= Stephen Alathara =

Indian politician

Stephen Alathara (born 1 May 1970) is the deputy secretary general of the Conference of Catholic Bishops of India (CCBI). He started as the deputy secretary general of the conference on 10 June 2014. He was appointed to this post four times consecutively in 2014, 2018, 2022 and 2026. He is the first priest from Kerala to serve as the deputy secretary general of the national episcopal conference. He is also the Director of the CCBI General Secretariat, New Delhi, CCBI Centre, Bangalore and Shanti Sadan, Goa. He is the founding Director of Communio. He is instrumental in establishing Catholic Connect, Shanti Sadan in Goa, Bethania in Fardiabad, CCBI General Secretariat in New Delhi. He played a key role in preparing the CCBI Pastoral Plan launched in 2024.

He is a priest from the Archdiocese of Verapoly, Kerala and a prolific author, columnist, educationist, theologian and visiting professor in various ecclesiastical universities. He is well known for his lectures and workshops. He is the author of 21 books as well as hundreds of articles. His book Introduction to Catechetics is the textbook for Catechetics in many major seminaries in India and abroad.

==Biography==
Alathara was born on 1 May 1970 as the eldest son of Alathara Joseph and Joan at Moolamattom in Idukki district in the parish of St. Joseph's Church, Velliamttom of Vijayapuram diocese. He was baptized at St George Church, Moolamattomm of Palai diocese. He had his education in Govt. L.P. School Kulamavu, St. Ignatius LP School, Ponnekara, Edappally and SPWHS Aluva and St. Paul's College Kalamassery. His priestly formation began on 16 June 1985 at St. Joseph Minor Seminary, Kalamassery. After completing his priestly studies at Carmelgiri Seminary and Mangalapuzha Seminary, both in Aluva, he was ordained to the priesthood on 26 January 1995 by late Archbishop of Verapoly Most Rev. Cornelius Elenjikal.
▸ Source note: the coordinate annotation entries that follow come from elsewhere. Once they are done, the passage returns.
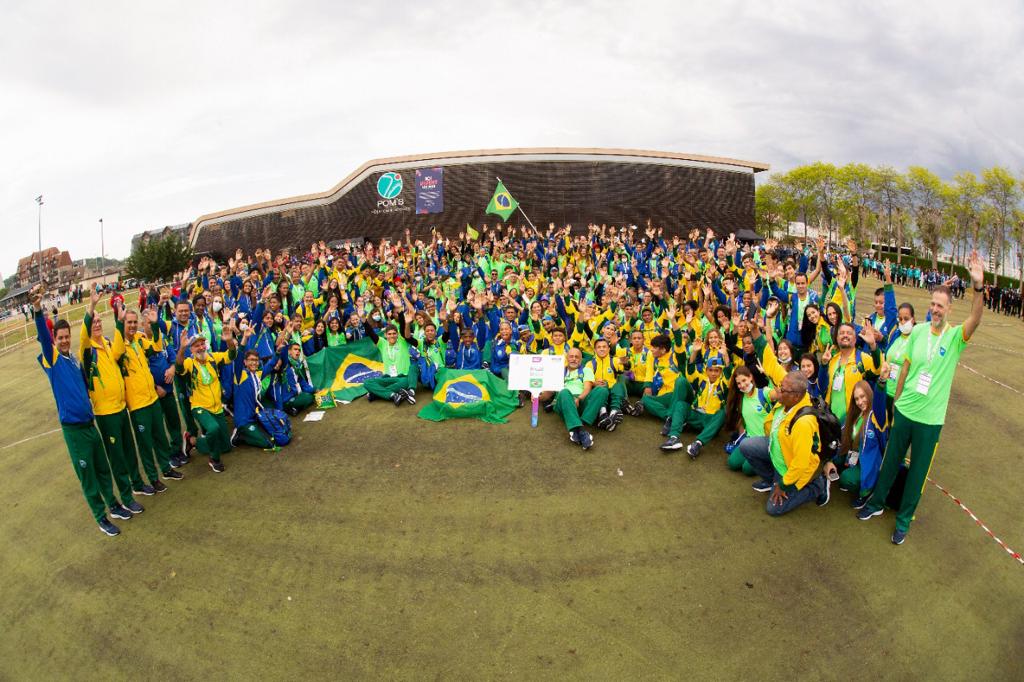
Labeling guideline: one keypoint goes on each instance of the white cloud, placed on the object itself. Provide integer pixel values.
(151, 114)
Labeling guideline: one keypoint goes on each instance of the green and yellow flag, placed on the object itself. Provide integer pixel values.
(476, 393)
(339, 372)
(502, 203)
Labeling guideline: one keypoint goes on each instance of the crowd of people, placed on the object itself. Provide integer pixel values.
(694, 333)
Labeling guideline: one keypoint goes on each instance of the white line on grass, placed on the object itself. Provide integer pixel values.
(994, 381)
(38, 435)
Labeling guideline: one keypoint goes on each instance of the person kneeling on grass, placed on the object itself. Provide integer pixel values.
(201, 373)
(249, 374)
(787, 459)
(577, 402)
(705, 414)
(864, 435)
(292, 388)
(398, 381)
(745, 410)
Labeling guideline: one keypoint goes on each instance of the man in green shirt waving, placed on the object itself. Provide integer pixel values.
(922, 396)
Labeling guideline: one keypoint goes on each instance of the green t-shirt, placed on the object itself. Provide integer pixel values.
(933, 364)
(895, 356)
(574, 379)
(754, 415)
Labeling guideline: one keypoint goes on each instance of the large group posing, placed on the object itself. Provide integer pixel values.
(696, 331)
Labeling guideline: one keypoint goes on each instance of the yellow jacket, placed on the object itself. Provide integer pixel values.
(102, 370)
(140, 390)
(794, 453)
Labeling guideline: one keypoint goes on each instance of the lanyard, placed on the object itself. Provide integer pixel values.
(935, 342)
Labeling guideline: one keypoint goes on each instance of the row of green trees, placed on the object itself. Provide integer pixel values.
(915, 208)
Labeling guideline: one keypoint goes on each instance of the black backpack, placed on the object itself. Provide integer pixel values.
(829, 430)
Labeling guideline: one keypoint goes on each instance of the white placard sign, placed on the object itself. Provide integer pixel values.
(537, 373)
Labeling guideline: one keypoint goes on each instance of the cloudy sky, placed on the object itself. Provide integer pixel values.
(148, 114)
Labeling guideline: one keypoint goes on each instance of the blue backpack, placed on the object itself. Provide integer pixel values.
(276, 424)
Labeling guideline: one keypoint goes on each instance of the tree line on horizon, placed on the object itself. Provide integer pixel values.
(880, 204)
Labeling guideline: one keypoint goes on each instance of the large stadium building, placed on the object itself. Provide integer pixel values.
(451, 189)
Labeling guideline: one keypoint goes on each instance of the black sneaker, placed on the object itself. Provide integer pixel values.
(118, 511)
(582, 437)
(825, 495)
(615, 418)
(866, 513)
(672, 443)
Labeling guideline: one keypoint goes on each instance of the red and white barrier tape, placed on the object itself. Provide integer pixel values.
(994, 381)
(979, 522)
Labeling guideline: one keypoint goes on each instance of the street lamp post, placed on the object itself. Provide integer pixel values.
(39, 254)
(102, 251)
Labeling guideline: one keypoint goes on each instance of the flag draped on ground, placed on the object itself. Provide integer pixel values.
(476, 393)
(502, 203)
(340, 371)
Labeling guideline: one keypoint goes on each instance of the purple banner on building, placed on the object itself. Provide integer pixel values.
(429, 190)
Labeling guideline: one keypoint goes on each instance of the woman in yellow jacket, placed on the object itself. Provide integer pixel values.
(140, 394)
(101, 366)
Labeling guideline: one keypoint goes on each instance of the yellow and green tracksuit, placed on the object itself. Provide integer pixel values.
(204, 381)
(101, 367)
(140, 394)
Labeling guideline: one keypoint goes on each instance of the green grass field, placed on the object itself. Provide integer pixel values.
(382, 546)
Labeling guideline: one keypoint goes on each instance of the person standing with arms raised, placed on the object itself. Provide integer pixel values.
(922, 396)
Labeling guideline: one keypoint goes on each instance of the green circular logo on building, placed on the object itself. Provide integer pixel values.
(389, 185)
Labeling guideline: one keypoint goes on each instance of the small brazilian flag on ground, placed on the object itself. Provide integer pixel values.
(502, 203)
(340, 371)
(476, 393)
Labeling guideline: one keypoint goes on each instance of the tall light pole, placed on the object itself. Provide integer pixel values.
(102, 250)
(39, 257)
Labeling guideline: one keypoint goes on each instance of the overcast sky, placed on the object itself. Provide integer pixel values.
(150, 114)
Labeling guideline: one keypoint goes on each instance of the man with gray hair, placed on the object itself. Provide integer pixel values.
(787, 458)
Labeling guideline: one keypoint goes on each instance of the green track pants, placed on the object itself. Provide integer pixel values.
(89, 462)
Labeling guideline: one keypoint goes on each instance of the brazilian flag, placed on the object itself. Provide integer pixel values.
(340, 371)
(476, 393)
(502, 203)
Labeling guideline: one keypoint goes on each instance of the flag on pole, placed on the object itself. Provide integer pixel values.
(476, 393)
(502, 203)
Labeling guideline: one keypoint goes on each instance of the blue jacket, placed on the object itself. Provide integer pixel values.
(67, 379)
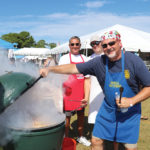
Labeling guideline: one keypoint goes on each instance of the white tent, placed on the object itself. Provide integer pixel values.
(33, 52)
(132, 39)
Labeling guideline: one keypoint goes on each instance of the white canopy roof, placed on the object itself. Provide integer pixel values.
(132, 39)
(33, 52)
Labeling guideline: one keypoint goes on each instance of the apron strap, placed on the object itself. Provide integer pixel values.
(122, 62)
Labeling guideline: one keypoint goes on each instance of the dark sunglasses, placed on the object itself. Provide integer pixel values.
(72, 44)
(94, 43)
(110, 44)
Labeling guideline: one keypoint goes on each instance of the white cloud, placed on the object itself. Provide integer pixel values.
(60, 27)
(94, 4)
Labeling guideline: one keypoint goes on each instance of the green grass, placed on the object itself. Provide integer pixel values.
(144, 138)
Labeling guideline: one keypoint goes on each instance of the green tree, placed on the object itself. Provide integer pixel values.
(24, 39)
(41, 44)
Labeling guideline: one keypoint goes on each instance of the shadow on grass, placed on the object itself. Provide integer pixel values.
(88, 128)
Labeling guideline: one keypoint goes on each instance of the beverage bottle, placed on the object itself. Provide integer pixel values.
(123, 110)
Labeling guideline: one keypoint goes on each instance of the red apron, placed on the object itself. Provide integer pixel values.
(73, 90)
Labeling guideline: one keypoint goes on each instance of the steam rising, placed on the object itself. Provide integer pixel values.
(39, 107)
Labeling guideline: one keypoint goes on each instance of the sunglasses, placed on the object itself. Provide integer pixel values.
(74, 44)
(94, 43)
(110, 44)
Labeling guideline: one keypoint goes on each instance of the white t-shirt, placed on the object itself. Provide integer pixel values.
(65, 59)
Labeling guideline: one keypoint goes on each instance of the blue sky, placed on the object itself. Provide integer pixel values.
(58, 20)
He has obtained an MTH in Catechetics from Kristu Jyoti College, Bangalore, an MDHA in Hospital Administration and a postgraduate diploma in Business Administration. He also acquired a PhD from the Salesian Pontifical University in Rome for his dissertation 'The Role of the Teachers in the Moral and Faith Formation of the Children'. He has rendered his service to the Archdiocese of Verapoly as the Assistant Parish Priest of Holy Family Parish, Perumpilly, the vice Rector of the Minor Seminary, the Director of the Catechetical Department, Director of the Family Apostolate, General Convener of the Great Jubilee of Yesu Christhu Jayanthi, the Parish Priest of St. James Church, Cheranellur, the Director of the Kristu Jayanthi Hospital, a unit of Lourdes Hospital, He was also the director of the Public Relations Department for the archdiocese and a spokesperson of the Archdiocese of Verapoly.

He served the Catholic Church in Kerala for eight years (2007–2014) as the official spokesperson and Deputy Secretary General of the Kerala Catholic Bishops' Council (KCBC), which is the association of the bishops from three sui iuris Churches, namely Latin, Syro-Malabar and Syro-Malankara. He was the Director of the P astoral Orientation Centre (POC), which is the common pastoral animation centre of the Church in Kerala for the three individual Churches, located at Cochin, Kerala.